For the longer term investors out there - and there are a lot of people who wish they could be long term but don't dare do it - we have some charts this week that may serve to interest you. They may not make you happy, however.
As you all know, my proprietary indicator, the "MRO" or Market Reversal Oscillator may be used with data of any periodicity - daily closes, weekly closes or monthly closes. I combine the MRO with a 5 period MA and the common %R indicator to provide both buy and sell points for anything that returns a high, low and close.
This time we look at the long end of the period, using monthly data and the scary picture it paints.
First, lets look at VTI (which I use as the broadest general market tradable ETF) plotted on a monthly basis.
This shows the top of the Bull Market that ended back in November of 2007, the following start of a secular Bear Market and the correction to that Bear that started in late March of 2009. As of today, I got a valid Sell on this correction which I think will start a move to attempt to take out the lows of the last correction (i.e. the next leg down of what may prove to be a Super Bear Market, the bottom of which we have yet to see).
Looking at any broad market indicator - QQQQ, DIA, etc. tells the same exact story.
To verify this somewhat, I ran a few contra-stock ETF's to see what they were teling us in the long scheme of things.
Here's a DOG for you - no leash, no muzzle - just fangs barred. The next two stocks are displayed as weekly charts as the data on them is limited.

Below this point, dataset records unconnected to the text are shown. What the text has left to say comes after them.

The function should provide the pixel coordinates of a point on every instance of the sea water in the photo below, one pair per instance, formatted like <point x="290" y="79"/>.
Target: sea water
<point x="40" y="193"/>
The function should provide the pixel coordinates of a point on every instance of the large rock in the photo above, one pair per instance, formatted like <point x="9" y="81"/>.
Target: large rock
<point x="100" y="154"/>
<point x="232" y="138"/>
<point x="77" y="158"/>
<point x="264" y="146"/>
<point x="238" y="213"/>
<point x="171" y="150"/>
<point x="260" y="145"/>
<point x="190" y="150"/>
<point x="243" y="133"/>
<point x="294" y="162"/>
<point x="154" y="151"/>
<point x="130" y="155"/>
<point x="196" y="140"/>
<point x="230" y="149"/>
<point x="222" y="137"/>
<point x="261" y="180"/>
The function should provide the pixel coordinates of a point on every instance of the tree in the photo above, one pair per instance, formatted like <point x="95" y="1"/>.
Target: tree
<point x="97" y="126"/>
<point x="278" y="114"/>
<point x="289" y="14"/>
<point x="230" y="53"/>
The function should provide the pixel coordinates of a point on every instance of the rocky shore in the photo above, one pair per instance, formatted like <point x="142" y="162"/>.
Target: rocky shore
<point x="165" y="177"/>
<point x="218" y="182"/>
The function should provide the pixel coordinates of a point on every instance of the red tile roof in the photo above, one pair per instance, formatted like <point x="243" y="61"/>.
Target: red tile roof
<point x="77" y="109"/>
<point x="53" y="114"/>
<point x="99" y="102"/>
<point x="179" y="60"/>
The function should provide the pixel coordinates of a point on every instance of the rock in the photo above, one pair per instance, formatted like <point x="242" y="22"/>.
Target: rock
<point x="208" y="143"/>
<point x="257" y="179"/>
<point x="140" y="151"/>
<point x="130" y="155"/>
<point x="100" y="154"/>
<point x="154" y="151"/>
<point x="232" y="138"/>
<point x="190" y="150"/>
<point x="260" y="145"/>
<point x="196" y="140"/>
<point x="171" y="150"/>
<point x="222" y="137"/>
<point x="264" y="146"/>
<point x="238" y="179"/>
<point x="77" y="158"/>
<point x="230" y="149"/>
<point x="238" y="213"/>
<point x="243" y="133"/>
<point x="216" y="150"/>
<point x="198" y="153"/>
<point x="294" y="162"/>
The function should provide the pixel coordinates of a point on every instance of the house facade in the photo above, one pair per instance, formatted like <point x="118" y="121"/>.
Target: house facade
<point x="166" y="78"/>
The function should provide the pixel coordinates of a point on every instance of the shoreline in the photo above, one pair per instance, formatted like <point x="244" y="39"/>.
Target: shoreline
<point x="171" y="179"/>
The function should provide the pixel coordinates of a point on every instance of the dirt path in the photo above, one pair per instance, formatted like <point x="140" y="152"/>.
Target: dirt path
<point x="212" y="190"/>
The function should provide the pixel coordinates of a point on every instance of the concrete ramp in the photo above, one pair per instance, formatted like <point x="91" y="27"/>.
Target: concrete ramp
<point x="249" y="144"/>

The MRO provided a long term BUY on this Bear loving ETF the first week of May and the stock is making a run at to see if it can better the whipsaw high back in February. I'll be it does.
Next, the same Bearish stock for the Nasdaq, PSQ.
This stock is showing much more strength to the upside than it did back in February and the MRO has just gone below zero - a very bullish situation in the intermediate term (bullish for the bear, that is).
To sum up, when you review VTI plotted with monthly data and hence quite a long term outlook and prediction, note that it only gives a signal every few years and is not to be ignored. If you make note of the high/low range of this chart (i.e. the high and low for the month) you can see where shorter term traders make their money trading within the high/low ranges. That's where I usually dwell as do most traders.
In this case, however, as of today, yours truly is increasing his defensive stance and I'm taking a position of extreme caution on any long positions within the general market.